Superb Monocular Depth Estimation Based on Transfer Learning and Surface Normal Guidance

Affiliations

Superb Monocular Depth Estimation Based on Transfer Learning and Surface Normal Guidance

Kang Huang et al. Sensors (Basel). .

Abstract

Accurately sensing the surrounding 3D scene is indispensable for drones or robots to execute path planning and navigation. In this paper, a novel monocular depth estimation method was proposed that primarily utilizes a lighter-weight Convolutional Neural Network (CNN) structure for coarse depth prediction and then refines the coarse depth images by combining surface normal guidance. Specifically, the coarse depth prediction network is designed as pre-trained encoder-decoder architecture for describing the 3D structure. When it comes to surface normal estimation, the deep learning network was designed as a two-stream encoder-decoder structure, which hierarchically merges red-green-blue-depth (RGB-D) images for capturing more accurate geometric boundaries.
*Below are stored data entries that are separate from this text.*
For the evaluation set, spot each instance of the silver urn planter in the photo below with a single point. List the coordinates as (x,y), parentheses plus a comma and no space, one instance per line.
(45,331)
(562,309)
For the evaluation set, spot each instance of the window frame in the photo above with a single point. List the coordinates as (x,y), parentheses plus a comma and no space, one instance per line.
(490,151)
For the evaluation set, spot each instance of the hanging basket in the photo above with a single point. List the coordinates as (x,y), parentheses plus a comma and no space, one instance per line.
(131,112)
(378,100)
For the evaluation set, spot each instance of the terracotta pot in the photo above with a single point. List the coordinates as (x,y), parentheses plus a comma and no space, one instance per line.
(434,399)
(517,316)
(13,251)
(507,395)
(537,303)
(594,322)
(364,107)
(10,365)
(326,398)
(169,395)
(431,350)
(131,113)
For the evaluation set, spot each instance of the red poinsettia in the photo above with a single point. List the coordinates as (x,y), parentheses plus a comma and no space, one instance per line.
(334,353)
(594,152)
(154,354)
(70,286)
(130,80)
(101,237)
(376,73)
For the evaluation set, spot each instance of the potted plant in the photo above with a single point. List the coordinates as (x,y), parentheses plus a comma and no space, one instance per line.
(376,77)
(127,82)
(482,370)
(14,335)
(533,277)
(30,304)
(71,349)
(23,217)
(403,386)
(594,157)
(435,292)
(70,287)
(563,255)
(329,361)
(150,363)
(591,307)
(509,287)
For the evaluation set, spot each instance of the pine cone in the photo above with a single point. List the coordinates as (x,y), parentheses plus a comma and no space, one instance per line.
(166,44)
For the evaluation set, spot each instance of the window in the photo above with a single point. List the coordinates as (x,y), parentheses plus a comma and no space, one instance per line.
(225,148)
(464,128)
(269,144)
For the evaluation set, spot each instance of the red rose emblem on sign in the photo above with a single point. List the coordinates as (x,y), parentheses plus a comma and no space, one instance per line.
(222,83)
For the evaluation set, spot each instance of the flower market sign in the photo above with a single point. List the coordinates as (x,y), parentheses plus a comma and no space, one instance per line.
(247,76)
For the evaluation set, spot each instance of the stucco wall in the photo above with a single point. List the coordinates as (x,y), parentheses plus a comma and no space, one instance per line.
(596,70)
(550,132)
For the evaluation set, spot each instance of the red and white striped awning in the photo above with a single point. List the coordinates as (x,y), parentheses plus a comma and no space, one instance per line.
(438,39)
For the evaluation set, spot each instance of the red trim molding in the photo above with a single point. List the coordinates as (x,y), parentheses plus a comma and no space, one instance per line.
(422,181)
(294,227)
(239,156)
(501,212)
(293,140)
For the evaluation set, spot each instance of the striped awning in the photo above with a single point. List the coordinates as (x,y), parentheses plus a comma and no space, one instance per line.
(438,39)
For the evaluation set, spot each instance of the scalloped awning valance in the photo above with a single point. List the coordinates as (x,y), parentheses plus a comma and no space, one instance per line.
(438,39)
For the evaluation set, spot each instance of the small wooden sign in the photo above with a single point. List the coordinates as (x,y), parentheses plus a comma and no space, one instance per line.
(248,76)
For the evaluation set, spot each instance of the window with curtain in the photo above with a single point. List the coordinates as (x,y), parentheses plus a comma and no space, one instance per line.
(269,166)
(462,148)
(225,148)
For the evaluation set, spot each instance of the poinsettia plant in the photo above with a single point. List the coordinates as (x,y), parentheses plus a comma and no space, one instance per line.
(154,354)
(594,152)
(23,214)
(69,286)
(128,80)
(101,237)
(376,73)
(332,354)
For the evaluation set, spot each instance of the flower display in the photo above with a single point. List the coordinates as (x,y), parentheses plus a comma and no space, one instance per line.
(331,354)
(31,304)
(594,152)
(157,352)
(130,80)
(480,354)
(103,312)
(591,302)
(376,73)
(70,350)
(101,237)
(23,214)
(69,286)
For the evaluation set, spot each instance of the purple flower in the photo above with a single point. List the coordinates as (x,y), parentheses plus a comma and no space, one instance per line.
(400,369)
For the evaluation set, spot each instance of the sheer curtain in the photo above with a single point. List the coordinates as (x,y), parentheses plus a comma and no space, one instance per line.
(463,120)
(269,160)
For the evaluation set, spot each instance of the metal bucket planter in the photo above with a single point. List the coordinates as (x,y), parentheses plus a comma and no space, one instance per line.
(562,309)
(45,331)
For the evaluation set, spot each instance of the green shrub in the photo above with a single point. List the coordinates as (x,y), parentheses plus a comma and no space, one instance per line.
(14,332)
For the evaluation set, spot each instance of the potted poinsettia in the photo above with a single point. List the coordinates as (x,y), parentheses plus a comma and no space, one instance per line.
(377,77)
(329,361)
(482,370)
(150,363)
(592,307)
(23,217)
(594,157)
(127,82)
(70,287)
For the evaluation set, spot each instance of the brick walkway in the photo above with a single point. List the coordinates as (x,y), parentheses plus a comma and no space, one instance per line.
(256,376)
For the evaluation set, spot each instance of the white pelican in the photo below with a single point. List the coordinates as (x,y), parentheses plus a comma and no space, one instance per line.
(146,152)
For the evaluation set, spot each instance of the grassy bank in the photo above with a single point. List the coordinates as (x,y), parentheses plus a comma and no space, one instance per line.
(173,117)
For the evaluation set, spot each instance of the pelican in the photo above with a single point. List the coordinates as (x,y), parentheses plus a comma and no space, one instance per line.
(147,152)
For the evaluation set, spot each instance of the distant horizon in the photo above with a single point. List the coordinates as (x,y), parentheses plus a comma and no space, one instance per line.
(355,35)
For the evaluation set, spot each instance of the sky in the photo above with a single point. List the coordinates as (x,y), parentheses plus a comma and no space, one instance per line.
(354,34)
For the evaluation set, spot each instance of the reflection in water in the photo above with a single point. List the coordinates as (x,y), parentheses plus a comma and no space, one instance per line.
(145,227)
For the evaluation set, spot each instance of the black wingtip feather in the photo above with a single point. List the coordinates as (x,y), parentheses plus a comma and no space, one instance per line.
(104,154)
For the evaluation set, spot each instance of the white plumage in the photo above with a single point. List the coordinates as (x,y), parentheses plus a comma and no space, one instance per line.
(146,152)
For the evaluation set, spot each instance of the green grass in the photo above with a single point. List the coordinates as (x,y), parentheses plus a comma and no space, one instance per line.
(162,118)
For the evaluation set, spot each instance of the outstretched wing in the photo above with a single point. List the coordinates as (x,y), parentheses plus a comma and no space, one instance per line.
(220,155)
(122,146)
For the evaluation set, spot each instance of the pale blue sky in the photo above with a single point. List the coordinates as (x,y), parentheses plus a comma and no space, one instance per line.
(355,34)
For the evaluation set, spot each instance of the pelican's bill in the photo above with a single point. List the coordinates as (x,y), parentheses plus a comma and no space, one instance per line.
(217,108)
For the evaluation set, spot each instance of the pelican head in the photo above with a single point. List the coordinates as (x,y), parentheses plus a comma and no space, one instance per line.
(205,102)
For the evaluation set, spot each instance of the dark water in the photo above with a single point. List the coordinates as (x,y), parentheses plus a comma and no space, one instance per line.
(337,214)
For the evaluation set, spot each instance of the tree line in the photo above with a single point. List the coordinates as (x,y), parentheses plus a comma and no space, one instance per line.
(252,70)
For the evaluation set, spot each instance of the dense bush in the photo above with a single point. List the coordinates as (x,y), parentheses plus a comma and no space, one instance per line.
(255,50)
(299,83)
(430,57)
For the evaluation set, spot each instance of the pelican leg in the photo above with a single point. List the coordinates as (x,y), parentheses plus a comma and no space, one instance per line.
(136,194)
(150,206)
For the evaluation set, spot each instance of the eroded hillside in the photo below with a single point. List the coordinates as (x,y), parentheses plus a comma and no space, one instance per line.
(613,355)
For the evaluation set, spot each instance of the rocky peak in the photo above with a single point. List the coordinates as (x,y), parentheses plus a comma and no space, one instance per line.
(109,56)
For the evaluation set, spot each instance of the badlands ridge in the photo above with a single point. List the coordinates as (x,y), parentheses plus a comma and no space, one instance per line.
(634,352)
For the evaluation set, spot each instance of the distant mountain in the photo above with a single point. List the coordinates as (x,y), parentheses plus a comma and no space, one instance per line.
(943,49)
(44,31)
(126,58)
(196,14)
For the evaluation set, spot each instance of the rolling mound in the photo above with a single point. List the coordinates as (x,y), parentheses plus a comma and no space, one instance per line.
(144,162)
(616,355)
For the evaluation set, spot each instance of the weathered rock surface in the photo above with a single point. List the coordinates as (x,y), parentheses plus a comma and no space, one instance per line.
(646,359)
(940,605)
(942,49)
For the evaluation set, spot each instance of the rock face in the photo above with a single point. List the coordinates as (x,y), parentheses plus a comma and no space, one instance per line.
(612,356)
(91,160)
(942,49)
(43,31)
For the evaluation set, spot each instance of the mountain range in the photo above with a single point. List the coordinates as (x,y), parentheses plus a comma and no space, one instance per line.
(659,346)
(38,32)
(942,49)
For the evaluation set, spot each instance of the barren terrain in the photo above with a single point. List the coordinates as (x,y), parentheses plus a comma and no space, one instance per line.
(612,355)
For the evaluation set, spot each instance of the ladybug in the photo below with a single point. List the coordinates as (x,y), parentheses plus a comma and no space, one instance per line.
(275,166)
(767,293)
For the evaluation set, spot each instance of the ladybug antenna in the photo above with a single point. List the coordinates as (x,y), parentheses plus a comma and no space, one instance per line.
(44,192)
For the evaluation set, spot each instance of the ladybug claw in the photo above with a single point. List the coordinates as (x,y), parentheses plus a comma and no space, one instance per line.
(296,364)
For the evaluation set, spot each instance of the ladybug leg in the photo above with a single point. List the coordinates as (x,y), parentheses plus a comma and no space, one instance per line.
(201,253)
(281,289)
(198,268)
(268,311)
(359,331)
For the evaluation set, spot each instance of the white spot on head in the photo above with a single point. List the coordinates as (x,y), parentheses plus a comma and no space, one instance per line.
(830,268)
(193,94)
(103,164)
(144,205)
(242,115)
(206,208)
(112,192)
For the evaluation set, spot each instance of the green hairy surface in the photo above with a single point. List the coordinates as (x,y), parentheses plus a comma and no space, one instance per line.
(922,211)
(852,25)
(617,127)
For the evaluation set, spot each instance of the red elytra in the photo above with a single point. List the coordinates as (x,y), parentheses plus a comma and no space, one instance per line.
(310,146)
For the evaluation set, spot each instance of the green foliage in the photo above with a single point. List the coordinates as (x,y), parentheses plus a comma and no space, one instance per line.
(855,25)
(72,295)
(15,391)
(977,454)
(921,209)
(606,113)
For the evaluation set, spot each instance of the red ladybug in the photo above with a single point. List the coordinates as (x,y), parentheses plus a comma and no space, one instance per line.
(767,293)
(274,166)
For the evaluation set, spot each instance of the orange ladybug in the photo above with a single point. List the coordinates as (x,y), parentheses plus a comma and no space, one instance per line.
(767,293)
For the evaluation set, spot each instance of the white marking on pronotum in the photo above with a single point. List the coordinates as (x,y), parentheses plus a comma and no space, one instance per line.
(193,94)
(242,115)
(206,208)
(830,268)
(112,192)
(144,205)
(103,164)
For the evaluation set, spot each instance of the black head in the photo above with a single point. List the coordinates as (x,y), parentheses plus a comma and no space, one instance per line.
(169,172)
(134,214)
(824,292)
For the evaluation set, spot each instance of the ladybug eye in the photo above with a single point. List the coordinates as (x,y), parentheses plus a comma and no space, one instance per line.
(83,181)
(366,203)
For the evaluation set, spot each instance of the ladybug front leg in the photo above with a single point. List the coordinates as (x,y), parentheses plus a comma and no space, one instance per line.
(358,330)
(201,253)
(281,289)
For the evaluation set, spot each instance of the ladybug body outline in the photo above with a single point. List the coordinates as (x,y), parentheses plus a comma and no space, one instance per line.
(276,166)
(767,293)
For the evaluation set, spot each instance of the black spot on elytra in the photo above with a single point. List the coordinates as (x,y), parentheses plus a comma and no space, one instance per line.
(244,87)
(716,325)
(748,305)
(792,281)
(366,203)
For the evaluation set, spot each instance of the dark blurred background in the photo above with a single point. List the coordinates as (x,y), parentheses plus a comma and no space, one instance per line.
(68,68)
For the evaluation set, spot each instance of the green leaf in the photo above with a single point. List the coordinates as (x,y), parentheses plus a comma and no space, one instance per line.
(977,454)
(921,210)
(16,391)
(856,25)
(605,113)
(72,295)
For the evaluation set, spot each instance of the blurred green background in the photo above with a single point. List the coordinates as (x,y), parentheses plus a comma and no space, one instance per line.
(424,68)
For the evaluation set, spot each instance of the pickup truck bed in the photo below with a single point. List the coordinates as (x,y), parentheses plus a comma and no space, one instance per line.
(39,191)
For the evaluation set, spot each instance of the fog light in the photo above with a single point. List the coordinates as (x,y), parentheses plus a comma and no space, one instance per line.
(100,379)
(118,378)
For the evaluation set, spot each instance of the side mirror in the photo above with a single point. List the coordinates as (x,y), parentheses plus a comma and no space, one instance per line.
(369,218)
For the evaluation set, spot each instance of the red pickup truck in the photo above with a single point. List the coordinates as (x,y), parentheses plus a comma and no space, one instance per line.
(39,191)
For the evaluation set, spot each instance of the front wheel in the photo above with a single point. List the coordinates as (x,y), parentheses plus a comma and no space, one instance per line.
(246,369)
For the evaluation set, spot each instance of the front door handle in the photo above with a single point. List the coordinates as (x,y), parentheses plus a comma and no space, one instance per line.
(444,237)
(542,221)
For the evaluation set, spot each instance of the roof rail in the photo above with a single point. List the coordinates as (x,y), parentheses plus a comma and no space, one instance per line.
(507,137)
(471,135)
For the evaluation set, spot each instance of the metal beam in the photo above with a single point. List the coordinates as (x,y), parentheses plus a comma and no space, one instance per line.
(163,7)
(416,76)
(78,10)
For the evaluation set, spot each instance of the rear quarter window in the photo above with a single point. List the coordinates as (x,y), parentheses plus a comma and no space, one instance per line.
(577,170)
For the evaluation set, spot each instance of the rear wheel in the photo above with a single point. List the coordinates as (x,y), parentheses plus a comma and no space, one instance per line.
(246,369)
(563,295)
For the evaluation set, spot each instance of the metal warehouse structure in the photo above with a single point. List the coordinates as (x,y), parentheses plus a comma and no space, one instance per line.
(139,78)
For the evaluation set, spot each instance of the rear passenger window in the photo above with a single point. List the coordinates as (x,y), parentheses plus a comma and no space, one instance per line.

Relying on fewer network parameters and simpler learning structure, better detailed depth maps are produced than the existing states. Moreover, 3D point cloud maps reconstructed from depth prediction images confirm that our framework can be conveniently adopted as components of a monocular simultaneous localization and mapping (SLAM) paradigm.

Keywords: SFM; SLAM; monocular depth estimation; multi-task learning; supervised deep learning; surface normal estimation; transfer learning.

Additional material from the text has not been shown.